In the Civil Code section 1717 context, especially involving non-signatories, alter egos, successor or joint venturers, a crucial inquiry for recovery is whether this class of litigants would have faced fee exposure under a fees clause to the non-prevailing side. If not, fees will not be awarded.
Residential Credit Solutions, Inc. v. Adigwe, Case No. B240653 (2d Dist., Div. 4 Dec. 4, 2013) (unpublished) involved a situation where original borrowers obtaining a loan secured by a deed of trust eventually lost title to the secured property against the Adigwes, who filed a lis pendens and obtained a quiet title judgment against original borrowers. Later, a successor lender providing a credit facility after the filing of the lis pendens sued borrowers and Adigwes on various theories. Adigwes eventually prevailed based on a demurrer sustained without leave, subsequently seeking attorney’s fees as the prevailing party against successor lender based on fees clauses in the loan documents.
The trial court denied the fees request, a ruling sustained on appeal.

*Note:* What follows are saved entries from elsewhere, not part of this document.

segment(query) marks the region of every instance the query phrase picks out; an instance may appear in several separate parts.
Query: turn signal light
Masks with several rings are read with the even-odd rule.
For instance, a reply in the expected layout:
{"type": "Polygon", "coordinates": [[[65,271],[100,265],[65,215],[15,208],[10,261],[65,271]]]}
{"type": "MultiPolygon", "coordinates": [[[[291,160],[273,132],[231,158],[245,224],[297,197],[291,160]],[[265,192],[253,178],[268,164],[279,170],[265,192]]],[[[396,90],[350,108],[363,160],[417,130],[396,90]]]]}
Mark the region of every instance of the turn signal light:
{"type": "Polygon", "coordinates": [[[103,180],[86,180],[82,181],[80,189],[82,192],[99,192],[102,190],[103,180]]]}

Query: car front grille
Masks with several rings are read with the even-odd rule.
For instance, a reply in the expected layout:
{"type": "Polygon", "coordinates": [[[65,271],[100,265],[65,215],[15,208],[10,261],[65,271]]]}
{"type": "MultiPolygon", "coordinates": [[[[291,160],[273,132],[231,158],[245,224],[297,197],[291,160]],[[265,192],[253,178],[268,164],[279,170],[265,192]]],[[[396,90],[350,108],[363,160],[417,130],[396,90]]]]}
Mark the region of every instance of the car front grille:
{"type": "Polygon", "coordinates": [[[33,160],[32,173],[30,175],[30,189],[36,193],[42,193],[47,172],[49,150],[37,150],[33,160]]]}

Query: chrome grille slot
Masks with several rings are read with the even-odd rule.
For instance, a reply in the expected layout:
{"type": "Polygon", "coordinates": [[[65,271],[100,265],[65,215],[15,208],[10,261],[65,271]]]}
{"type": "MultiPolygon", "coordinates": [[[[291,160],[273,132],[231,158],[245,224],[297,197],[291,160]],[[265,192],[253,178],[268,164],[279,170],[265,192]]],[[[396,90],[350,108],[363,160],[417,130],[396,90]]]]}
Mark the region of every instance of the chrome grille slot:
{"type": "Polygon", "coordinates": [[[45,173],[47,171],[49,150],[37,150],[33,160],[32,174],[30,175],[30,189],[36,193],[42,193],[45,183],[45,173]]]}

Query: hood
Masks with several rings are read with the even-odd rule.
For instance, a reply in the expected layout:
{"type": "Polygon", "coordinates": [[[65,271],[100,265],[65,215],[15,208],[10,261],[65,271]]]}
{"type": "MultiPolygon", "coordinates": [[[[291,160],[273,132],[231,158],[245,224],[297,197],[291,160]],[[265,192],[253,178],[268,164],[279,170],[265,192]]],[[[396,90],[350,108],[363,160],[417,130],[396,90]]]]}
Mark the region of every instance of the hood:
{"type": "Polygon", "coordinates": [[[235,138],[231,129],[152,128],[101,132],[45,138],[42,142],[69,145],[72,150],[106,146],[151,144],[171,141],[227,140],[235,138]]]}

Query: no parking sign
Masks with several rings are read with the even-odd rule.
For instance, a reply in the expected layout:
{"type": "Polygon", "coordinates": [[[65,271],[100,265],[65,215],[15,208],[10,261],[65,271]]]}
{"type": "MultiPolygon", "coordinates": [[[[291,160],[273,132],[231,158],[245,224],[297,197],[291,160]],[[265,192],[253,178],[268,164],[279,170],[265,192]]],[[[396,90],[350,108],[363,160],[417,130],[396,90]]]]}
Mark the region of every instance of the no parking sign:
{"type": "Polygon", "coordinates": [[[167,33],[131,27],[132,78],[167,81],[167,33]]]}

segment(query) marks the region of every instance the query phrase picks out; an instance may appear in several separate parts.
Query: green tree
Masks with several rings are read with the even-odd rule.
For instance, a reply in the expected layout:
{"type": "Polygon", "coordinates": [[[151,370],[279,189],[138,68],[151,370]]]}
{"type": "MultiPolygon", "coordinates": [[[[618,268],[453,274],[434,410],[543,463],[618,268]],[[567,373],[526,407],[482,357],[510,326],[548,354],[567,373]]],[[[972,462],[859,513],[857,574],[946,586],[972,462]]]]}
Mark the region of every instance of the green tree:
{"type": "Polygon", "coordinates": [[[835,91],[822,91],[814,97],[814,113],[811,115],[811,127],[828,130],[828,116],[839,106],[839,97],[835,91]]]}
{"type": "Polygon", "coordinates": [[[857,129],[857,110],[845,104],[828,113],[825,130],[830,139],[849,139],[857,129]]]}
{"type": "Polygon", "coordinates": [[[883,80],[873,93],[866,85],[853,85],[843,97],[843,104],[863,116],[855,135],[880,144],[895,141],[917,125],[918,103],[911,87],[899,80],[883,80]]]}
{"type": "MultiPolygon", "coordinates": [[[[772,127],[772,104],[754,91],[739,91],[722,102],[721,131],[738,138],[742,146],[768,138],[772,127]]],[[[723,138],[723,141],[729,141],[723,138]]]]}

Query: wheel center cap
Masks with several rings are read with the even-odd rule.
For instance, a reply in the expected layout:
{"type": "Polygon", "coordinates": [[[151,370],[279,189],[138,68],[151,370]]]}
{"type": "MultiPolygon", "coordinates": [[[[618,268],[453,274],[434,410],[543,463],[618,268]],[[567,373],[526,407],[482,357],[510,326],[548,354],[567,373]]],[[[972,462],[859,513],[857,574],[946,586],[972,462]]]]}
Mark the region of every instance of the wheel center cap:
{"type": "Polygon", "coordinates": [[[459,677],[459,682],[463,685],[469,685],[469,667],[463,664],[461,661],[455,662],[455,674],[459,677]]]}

The reviewing court concluded that Adigwes were not parties to the pertinent loan documents with fees clauses, so non-signatory analysis had to be utilized. The problem here was that Adigwes took title through a quiet title judgment, not through the loan documents with fees clauses. Given the absence of allegations that Adigwes were joint venturers or alter egos of the original borrowers, there was no basis for fee entitlement under section 1717.